When you stagger into your apartment, still shaking from the shock, rain dripping from your coat, and your daughter looks up and asks what's wrong, you're already rehearsing the story of minor fender-bender. You explain that when you slammed on the brakes, sliding on the wet roads and getting into a fender-bender, it was actually a miracle. You barely avoided that semi which had just jack-knifed in front of you!

The probable cause of someone saying that your writing jumps around is that there is a feeling that you weren't sure where an idea was taking you until you got there.

Now, if you look up at the two paragraphs above, we just jumped from a disaster to a dry remark about writing.

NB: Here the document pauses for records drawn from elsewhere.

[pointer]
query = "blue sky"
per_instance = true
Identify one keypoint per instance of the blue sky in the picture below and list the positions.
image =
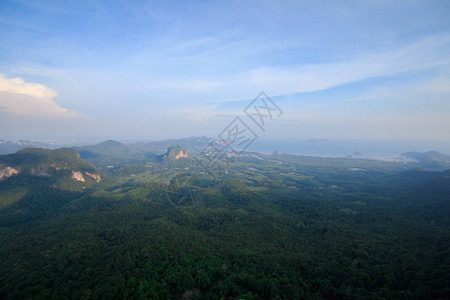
(91, 70)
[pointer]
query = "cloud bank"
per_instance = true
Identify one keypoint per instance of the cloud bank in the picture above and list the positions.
(18, 97)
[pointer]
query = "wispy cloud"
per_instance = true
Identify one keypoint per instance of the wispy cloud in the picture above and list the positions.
(24, 98)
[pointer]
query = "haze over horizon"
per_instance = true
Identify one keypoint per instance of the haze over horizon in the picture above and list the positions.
(93, 70)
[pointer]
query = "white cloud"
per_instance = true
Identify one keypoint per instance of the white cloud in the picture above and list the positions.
(24, 98)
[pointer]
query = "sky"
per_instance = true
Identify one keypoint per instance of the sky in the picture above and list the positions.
(150, 70)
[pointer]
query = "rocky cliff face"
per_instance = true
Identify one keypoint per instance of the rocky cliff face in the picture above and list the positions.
(44, 162)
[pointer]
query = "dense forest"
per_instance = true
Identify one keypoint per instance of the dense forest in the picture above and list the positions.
(272, 227)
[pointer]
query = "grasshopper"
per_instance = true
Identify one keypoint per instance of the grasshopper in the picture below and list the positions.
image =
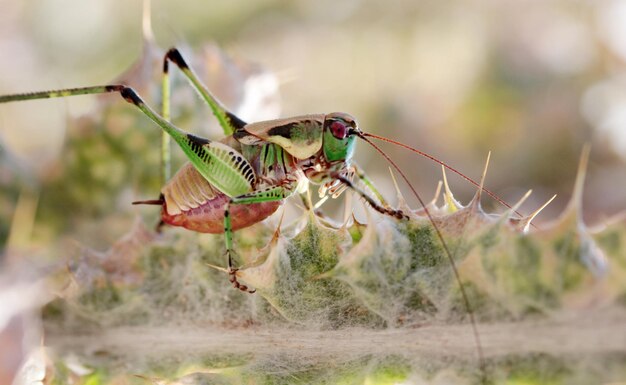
(242, 179)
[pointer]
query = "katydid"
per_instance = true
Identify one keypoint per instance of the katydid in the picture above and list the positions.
(242, 179)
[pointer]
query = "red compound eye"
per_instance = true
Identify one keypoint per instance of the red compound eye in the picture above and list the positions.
(339, 130)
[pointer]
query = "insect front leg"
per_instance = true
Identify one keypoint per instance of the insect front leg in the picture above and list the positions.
(385, 210)
(270, 194)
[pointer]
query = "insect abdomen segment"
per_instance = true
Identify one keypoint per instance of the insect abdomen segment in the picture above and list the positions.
(193, 203)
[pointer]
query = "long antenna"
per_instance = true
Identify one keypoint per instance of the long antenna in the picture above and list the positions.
(481, 357)
(490, 193)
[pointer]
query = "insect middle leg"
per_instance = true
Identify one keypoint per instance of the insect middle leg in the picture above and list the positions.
(270, 194)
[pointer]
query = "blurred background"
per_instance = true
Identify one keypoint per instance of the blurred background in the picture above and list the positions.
(532, 81)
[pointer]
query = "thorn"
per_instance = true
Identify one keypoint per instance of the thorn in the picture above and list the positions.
(433, 202)
(576, 202)
(476, 200)
(519, 203)
(524, 223)
(320, 202)
(451, 205)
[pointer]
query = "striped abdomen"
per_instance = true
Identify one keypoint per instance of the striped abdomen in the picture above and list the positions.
(193, 203)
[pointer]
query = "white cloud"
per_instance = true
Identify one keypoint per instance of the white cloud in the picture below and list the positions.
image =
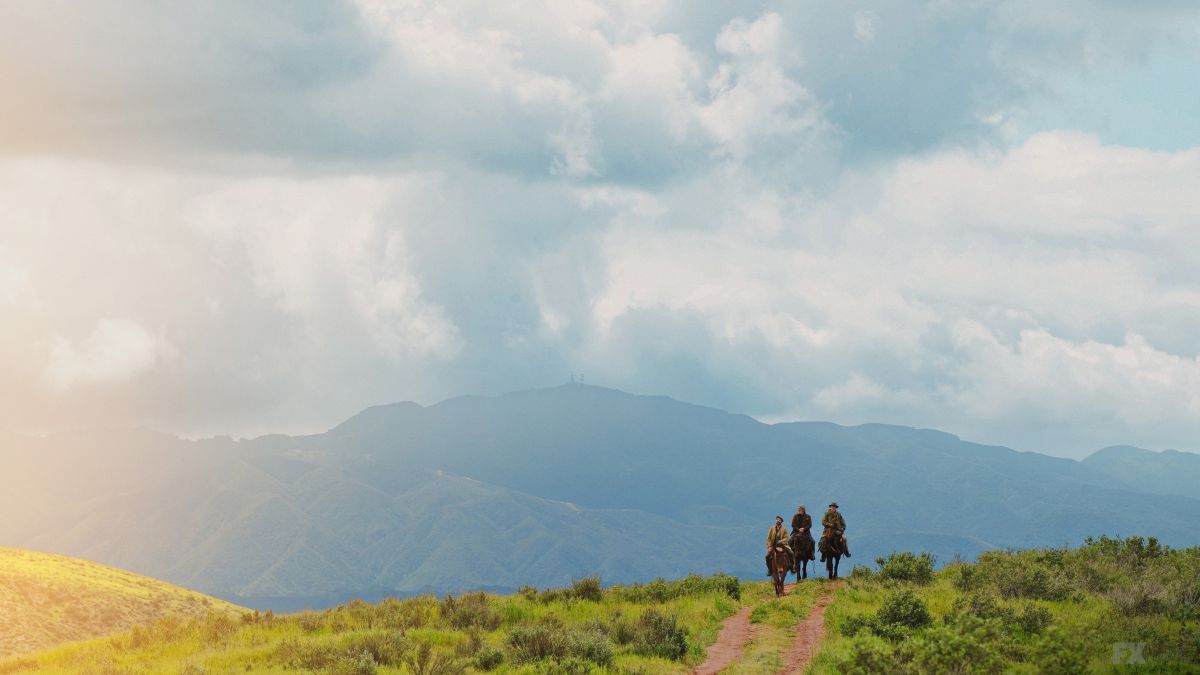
(865, 25)
(115, 351)
(808, 210)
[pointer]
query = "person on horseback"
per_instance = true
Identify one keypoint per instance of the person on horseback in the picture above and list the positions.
(777, 537)
(835, 526)
(802, 538)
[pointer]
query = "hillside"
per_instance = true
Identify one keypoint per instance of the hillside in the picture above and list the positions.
(1037, 610)
(538, 487)
(1110, 605)
(661, 627)
(49, 599)
(1169, 472)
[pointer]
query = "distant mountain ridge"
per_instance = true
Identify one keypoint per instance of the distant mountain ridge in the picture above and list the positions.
(1167, 472)
(541, 487)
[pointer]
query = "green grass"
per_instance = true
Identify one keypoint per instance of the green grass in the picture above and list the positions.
(49, 599)
(661, 627)
(773, 621)
(1055, 610)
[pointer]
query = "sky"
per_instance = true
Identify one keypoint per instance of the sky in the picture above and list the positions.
(246, 217)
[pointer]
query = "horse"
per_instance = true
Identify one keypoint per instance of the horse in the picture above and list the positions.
(780, 565)
(831, 551)
(803, 548)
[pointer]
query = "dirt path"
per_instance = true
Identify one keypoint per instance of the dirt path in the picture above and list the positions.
(736, 632)
(809, 634)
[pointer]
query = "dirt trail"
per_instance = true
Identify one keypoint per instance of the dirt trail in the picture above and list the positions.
(809, 634)
(737, 632)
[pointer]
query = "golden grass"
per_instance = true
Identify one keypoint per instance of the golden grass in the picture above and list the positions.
(49, 599)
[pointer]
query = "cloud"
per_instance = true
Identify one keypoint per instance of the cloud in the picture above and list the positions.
(799, 210)
(115, 351)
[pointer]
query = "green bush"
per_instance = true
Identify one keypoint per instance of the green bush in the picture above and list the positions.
(301, 655)
(867, 655)
(360, 663)
(551, 639)
(471, 610)
(971, 645)
(1033, 619)
(660, 590)
(385, 647)
(425, 661)
(906, 567)
(659, 634)
(489, 658)
(904, 608)
(217, 627)
(587, 589)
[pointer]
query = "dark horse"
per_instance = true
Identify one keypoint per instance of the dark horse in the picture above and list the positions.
(780, 565)
(831, 551)
(803, 547)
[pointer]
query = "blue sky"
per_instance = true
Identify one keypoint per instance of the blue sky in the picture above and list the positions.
(264, 216)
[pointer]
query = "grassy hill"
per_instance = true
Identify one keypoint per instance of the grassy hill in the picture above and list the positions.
(625, 487)
(659, 627)
(49, 599)
(1039, 610)
(1109, 605)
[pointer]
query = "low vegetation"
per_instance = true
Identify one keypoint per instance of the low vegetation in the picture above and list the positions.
(1108, 603)
(51, 599)
(657, 627)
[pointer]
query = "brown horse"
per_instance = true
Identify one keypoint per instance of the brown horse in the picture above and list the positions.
(780, 565)
(803, 545)
(831, 551)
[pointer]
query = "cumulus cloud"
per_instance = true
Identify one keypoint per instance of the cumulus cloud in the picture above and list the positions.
(282, 213)
(115, 351)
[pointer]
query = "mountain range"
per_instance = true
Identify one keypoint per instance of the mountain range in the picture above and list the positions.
(545, 485)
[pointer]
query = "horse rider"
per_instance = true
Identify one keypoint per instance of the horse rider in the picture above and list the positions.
(775, 537)
(835, 524)
(802, 527)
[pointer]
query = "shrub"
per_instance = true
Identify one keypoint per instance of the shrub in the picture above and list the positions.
(660, 590)
(862, 573)
(906, 567)
(1033, 619)
(360, 663)
(587, 589)
(659, 634)
(551, 639)
(216, 627)
(868, 656)
(385, 647)
(982, 604)
(300, 655)
(904, 608)
(967, 646)
(471, 610)
(489, 658)
(1060, 652)
(424, 661)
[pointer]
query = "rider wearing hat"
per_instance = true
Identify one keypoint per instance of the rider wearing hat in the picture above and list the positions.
(775, 537)
(835, 524)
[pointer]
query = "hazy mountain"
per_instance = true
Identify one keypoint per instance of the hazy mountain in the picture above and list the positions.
(1169, 472)
(535, 488)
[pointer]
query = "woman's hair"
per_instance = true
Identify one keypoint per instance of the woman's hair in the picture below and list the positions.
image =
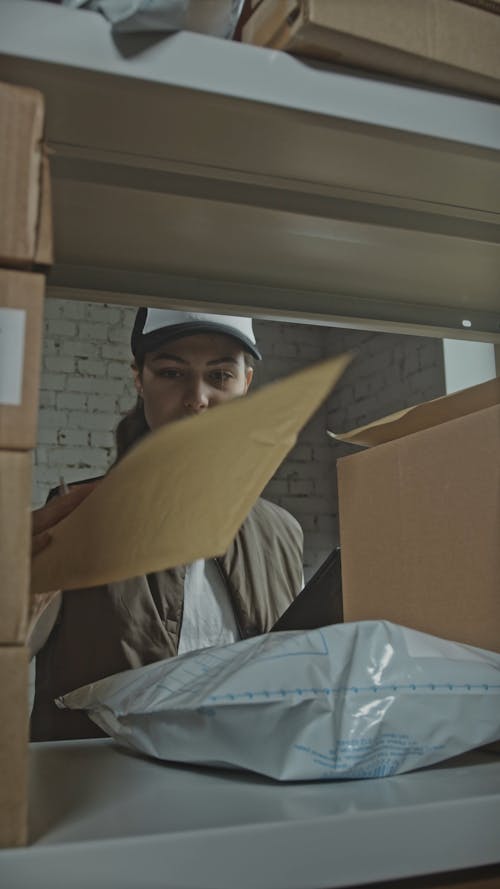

However, they are both thematically bound together by the idea of composing an idea for someone else to understand.

Writing, first and foremost, is riffing on a theme

Obviously, you're making things up when you write fiction, or when you write most anything. At least, you're choosing words and punctuating in the moment. But you are not making everything up out of nothing. Even seat-of-the-pants writers likely have some notion or skeleton forming in their mind before the particular sentences or paragraphs they are currently composing are molded onto that rough frame. And, usually, there isn't really a focus on bridging between individual sentences, or paragraph breaks. You put in a period because you finished saying something. (Not necessarily even a whole idea - but something.)

You put in a new paragraph for emphasis, maybe, or to give visual variety to a wall of text - or hopefully because you completed a larger thought. That might not have been the best place for a paragraph break, come to think of it. But all the smaller thoughts have to flow together into a bigger thought. That is, you start writing towards a destination. A chapter or scene in a novel needs to be logical - to go 'from here to there.' And that destination moves backwards, becoming clearer, meeting you near the end, or someplace before that. Then the whole piece will have coherence, even if you jumped from a car accident to a reflection on narrative unity. In your mind you've written backwards to meet the beginning, as on the paper you wrote forwards.

At least, that's how I write.

(And then I go back to edit for clarity, and to make sure there aren't any weird gaps in my thinking. You shouldn't skip the editing part.)